Reasons for optimism
Premier League clubs ended 14 years of pre-tax losses when they became profitable in 2013-14 and have remained in the black for three of the four seasons since.
Jones says revenue will continue to rise, breaking through the £5bn barrier this year or next. And he believes the continued presence of the factors which led to profitability – a significant revenue advantage on other leagues, the advent of cost-control regulations, and an influx of owners determined to see a return on their investment – is cause for qualified optimism.
“I’d expect we will still see them maintaining profitability. Whether they can set new records for profitability any time soon is probably more of a challenge,” he added.
“I’m reticent to say we’ve definitely peaked. Certainly revenue-wise I think we’ll continue to grow, at a slower rate.
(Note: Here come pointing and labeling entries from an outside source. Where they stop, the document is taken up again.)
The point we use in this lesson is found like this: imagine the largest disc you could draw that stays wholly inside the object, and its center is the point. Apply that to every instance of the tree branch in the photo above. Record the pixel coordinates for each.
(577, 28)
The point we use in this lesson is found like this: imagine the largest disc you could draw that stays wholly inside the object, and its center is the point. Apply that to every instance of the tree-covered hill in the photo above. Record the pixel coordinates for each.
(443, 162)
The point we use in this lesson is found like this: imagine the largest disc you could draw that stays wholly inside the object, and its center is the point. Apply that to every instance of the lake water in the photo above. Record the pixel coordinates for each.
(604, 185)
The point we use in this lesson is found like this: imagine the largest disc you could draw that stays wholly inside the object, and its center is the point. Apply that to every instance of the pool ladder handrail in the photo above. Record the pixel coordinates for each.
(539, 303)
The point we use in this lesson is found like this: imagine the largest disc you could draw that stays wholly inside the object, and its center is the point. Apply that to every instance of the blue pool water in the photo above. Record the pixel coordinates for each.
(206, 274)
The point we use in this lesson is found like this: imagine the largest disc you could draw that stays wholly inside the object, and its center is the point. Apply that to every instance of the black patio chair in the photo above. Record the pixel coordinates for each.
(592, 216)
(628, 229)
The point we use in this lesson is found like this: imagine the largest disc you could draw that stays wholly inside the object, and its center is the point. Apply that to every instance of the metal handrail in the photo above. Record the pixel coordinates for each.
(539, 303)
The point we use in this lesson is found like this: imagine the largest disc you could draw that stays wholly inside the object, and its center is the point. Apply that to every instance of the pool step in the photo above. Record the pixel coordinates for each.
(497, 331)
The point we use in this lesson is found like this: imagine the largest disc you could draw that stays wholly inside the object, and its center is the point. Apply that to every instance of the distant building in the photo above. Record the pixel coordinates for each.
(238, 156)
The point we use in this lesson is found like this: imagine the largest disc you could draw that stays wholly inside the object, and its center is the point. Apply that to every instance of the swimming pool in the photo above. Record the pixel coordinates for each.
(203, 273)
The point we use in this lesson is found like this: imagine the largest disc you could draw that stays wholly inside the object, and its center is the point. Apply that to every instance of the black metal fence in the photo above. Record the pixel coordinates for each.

Whether and how quickly we can get operating profits back up above £1bn again, that’s a harder and tougher ask.”
Polarisation and pressure
Figures for the Premier League as a whole do not reflect the discrepancies between clubs at either end of the division, however.
Staying profitable will be easier for the so-called Big Six of Manchester United, Manchester City, Liverpool, Chelsea, Arsenal and Tottenham than an increasingly distant pack.
While the wage-to-revenue ratio averaged at 59 per cent, that figure was 70 per cent or higher at almost half of the 20 clubs. And of the £400m pre-tax profit, three quarters was contributed by Liverpool, Arsenal and Spurs.
“There’s more pressure being felt towards the bottom of the league,” said Jones. “That’s where you’re seeing more of the clubs who have higher wage-to-revenue ratios and might have slipped across into pre-tax losses this year.”